T0T4R4 avatar May 14 '23 10:05 T0T4R4

Hi @T0T4R4 Can you please add the snippet of code ?

Meanwhile, you can try:

training_hyperparams['silent_mode'] = True
Trainer.train(..., training_hyperparams)

Louis-Dupont avatar May 14 '23 11:05 Louis-Dupont

Should I follow up the discussion on DashHub or here ?

Thanks @Louis-Dupont , looks like by changing the silent_mode back to True (I had it explicitely on False to follow with what happens while training and estimate the time it takes), the code ended gracefully. So thanks for the tip ! 👍

Still, it would be nice to have it working while disabled :)

T0T4R4 avatar May 14 '23 17:05 T0T4R4

Let's continue here, it's more convenient for people to see the discussion :)

Definitely, I am just not fully sure what causes it. If you have a few seconds to run the following code it would help me understand what happens:

from treelib import Tree

train_tree = Tree()
train_tree.create_node("Training", "Training")

summary_tree = Tree()
summary_tree.create_node("MAIN", "Summary")
summary_tree.paste("Summary", train_tree)
summary_tree.show()
from termcolor import colored

print(colored("Training", color="green"))
print("↗")

And everything together

from treelib import Tree
from termcolor import colored

train_tree = Tree()
train_tree.create_node(colored("Training ↗", color="green"), "Training")

summary_tree = Tree()
summary_tree.create_node("MAIN", "Summary")
summary_tree.paste("Summary", train_tree)
summary_tree.show()

In theory, the last one should fail, and hopefully we can isolate which steps leads to it with the first 3 tests. If it's the color or the arrow, we can simply add an option to deactivate it. If it's the tree library, then it's a bit more work because we would need to find an alternative way to display the results.

Louis-Dupont avatar May 15 '23 17:05 Louis-Dupont

Another thing you can try is to set the environment variable PYTHONIOENCODING=utf8

Louis-Dupont avatar May 16 '23 07:05 Louis-Dupont

Thanks @Louis-Dupont there is no problem with the display of trees, I ran your piece of code successfully. Will try the env var during my next training...

T0T4R4 avatar May 16 '23 08:05 T0T4R4

Thanks! 🙏 If you can also run this and share the result: import sys; print(sys.getdefaultencoding()

Louis-Dupont avatar May 16 '23 08:05 Louis-Dupont

Screenshot (13)

UnicodeEncodeError: 'charmap' codec can't encode characters in position 21-23: character maps to

Python = 3.10 cuda=11.7 pytorch = 1.13.1

Satyajit1993 avatar May 17 '23 03:05 Satyajit1993

Thanks! 🙏 If you can also run this and share the result: import sys; print(sys.getdefaultencoding()

it's already UTF-8

T0T4R4 avatar May 19 '23 08:05 T0T4R4

Hey all! I ran into a similar issue to @T0T4R4 earlier today. I'm running within a similar environment (torch = 1.13.1+cu117, super-gradients=3.1.1, python=3.10.10). I did a bit of tinkering and wanted to share some results, as well as possible workaround for now.

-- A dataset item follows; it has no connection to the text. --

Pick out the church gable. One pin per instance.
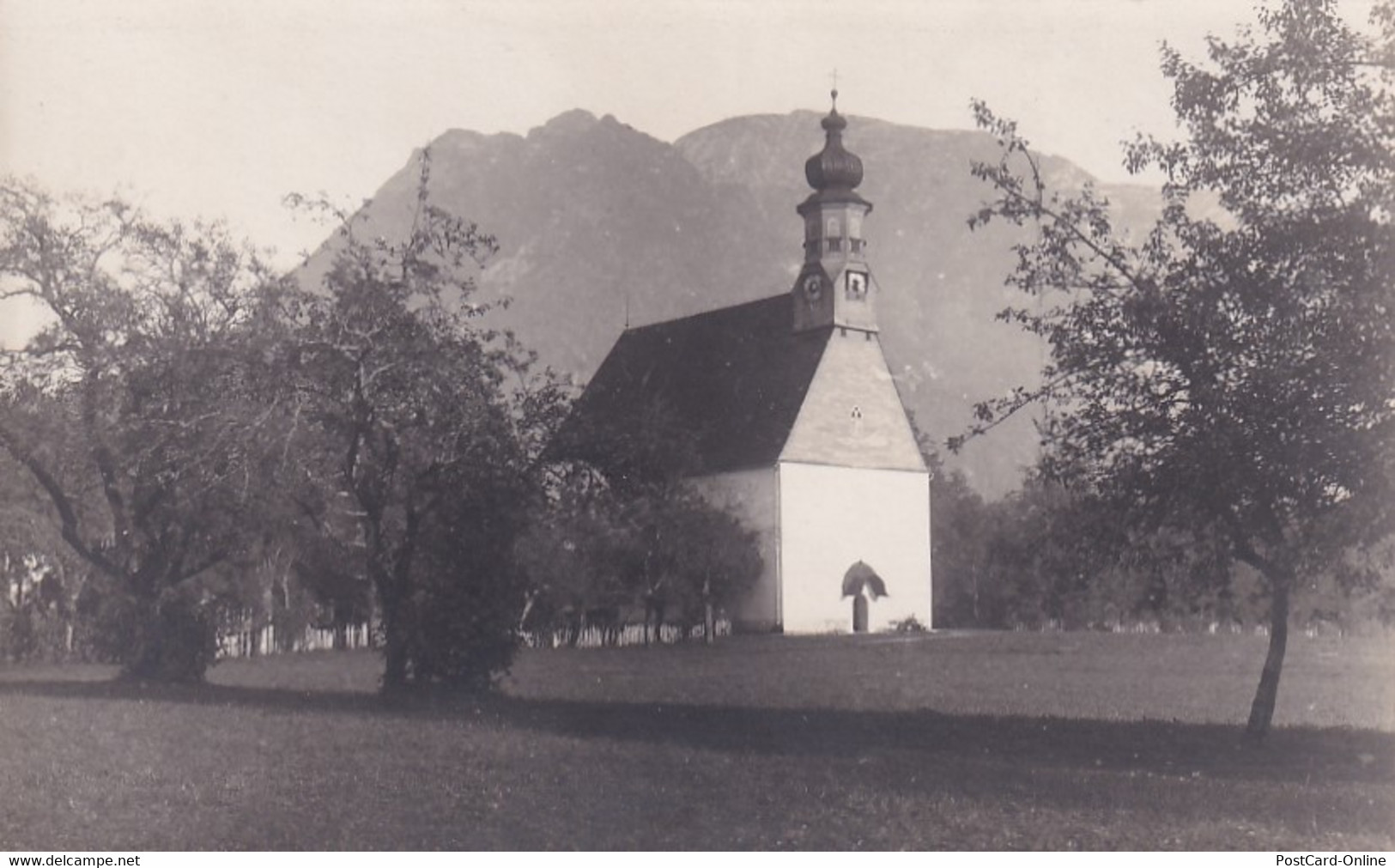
(725, 387)
(852, 415)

First off, I tried setting environment variable PYTHONIOENCONDING = 'utf8' and PYTHONUTF8 = 1 independently, but neither of these seemed to work. I then tried the treelib snippets from @Louis-Dupont. I was able to pass each of these test cases, however, I found that this only worked if I ran them completely separate from the original trainer.train(). Essentially, if trainer.train() had been called in a previous notebook cell and failed, cases 1 and 3 of the treelib snippets would also fail with a similar UnicodeEncodeError (complained about positions 6-8 instead of 20-22).

Then I went to try modifying the source code on my own copy of the super-gradients package. Commenting out summary_tree.show() did allow the training and validation to finish successfully, but obviously, I was unable to view the output. (NOTE: I did not run into the secondary error about a TypeError as experienced by @T0T4R4)

To get the function to work without error and with silent_mode = False (so I could view the output), I added the statement sys.stdout = sys.__stdout__ before summary_tree.show() instead of commenting it out (inspired by the fix here: #1021 - a different issue I was having, but possibly related). This allowed the training and validation to finish successfully and show the treelib output.

FWIW It appears to me that the encoding is being switched to cp1252 from utf8 somewhere along the way, but it not successfully converted back to utf8 before summary_tree.show(). However, I don't know much at all about charsets so take this with a grain of salt. Hope something in here helps!

sewty avatar May 19 '23 20:05 sewty

Hi @sewty , you described exactly what we both did ;) and what I think as well happens !! Pretty much at this stage, I'm just commenting out the call to show() as well 😅

Note that I also tried to change all calls to open a file by specifying the UTF8 encoding, and that didn't make any difference... On my end, the default encoding is UTF-8 anyway...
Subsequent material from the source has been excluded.